Leetcode #2503: Maximum Number of Points From Grid Queries
In this guide, we solve Leetcode #2503 Maximum Number of Points From Grid Queries in Python and focus on the core idea that makes the solution efficient.
You will see the intuition, the step-by-step method, and a clean Python implementation you can use in interviews.

Problem Statement
You are given an m x n integer matrix grid and an array queries of size k.
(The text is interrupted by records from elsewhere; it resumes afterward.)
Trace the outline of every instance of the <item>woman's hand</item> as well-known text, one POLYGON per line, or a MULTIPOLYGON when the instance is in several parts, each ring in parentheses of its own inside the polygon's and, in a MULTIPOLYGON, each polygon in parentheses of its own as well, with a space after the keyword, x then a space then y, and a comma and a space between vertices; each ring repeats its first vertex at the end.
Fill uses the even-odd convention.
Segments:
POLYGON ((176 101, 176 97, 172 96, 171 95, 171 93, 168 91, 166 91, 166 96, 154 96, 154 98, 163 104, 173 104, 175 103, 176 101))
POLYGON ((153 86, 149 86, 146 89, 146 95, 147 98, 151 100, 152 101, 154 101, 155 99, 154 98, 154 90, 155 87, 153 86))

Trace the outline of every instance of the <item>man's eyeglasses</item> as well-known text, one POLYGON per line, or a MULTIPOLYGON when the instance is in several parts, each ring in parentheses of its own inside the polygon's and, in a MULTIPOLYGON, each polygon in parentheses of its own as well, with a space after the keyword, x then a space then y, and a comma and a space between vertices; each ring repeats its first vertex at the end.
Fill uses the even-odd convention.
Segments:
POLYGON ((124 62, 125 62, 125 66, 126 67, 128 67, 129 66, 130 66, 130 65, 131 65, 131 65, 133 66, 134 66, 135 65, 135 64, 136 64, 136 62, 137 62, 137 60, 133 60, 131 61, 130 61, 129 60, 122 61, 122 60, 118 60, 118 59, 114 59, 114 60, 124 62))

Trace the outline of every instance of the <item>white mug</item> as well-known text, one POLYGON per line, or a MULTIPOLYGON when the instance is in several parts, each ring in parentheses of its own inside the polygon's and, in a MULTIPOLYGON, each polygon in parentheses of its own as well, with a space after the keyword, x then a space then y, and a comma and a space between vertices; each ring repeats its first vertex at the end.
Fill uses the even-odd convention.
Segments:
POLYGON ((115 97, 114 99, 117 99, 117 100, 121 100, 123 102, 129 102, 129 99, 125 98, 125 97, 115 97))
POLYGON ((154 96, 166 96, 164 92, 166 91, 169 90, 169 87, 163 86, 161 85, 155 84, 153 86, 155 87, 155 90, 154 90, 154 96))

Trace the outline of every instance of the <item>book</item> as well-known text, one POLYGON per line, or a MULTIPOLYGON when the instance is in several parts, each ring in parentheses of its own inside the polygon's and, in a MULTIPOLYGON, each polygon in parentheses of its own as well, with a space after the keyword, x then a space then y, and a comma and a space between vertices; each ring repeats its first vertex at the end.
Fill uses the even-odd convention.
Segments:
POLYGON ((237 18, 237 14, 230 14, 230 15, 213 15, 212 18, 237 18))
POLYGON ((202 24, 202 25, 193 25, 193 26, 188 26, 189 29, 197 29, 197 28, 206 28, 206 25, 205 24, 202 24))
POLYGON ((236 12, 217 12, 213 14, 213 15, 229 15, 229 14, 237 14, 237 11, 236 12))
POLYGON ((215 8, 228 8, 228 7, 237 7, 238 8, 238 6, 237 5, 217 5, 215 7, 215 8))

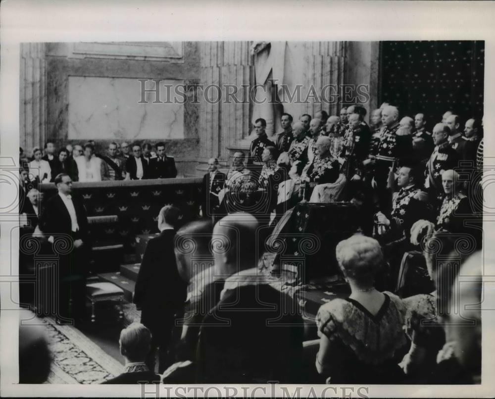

Find an array answer of size k such that for each integer queries[i] you start in the top left cell of the matrix and repeat the following process: If queries[i] is strictly greater than the value of the current cell that you are in, then you get one point if it is your first time visiting this cell, and you can move to any adjacent cell in all 4 directions: up, down, left, and right.
Quick Facts
- Difficulty: Hard
- Premium: No
- Tags: Breadth-First Search, Union Find, Array, Two Pointers, Matrix, Sorting, Heap (Priority Queue)
Intuition
The constraints hint that we can reason about two ends of the data at once, which is perfect for a two-pointer scan.
Moving one pointer at a time keeps the invariant intact and avoids nested loops.
Approach
Place pointers at the left and right ends and move them based on the comparison or target condition.
This yields a clean linear pass after any required sorting.
Steps:
- Set left and right pointers.
- Move a pointer based on the condition.
- Update the best answer while scanning.
Example
Input: grid = [[1,2,3],[2,5,7],[3,5,1]], queries = [5,6,2]
Output: [5,8,1]
Explanation: The diagrams above show which cells we visit to get points for each query.
Python Solution
class Solution:
def maxPoints(self, grid: List[List[int]], queries: List[int]) -> List[int]:
m, n = len(grid), len(grid[0])
qs = sorted((v, i) for i, v in enumerate(queries))
ans = [0] * len(qs)
q = [(grid[0][0], 0, 0)]
cnt = 0
vis = [[False] * n for _ in range(m)]
vis[0][0] = True
for v, k in qs:
while q and q[0][0] < v:
_, i, j = heappop(q)
cnt += 1
for a, b in pairwise((-1, 0, 1, 0, -1)):
x, y = i + a, j + b
if 0 <= x < m and 0 <= y < n and not vis[x][y]:
heappush(q, (grid[x][y], x, y))
vis[x][y] = True
ans[k] = cnt
return ans
Complexity
The time complexity is , and the space complexity is . The space complexity is .
Edge Cases and Pitfalls
Watch for boundary values, empty inputs, and duplicate values where applicable. If the problem involves ordering or constraints, confirm the invariant is preserved at every step.
Summary
This Python solution focuses on the essential structure of the problem and keeps the implementation interview-friendly while meeting the constraints.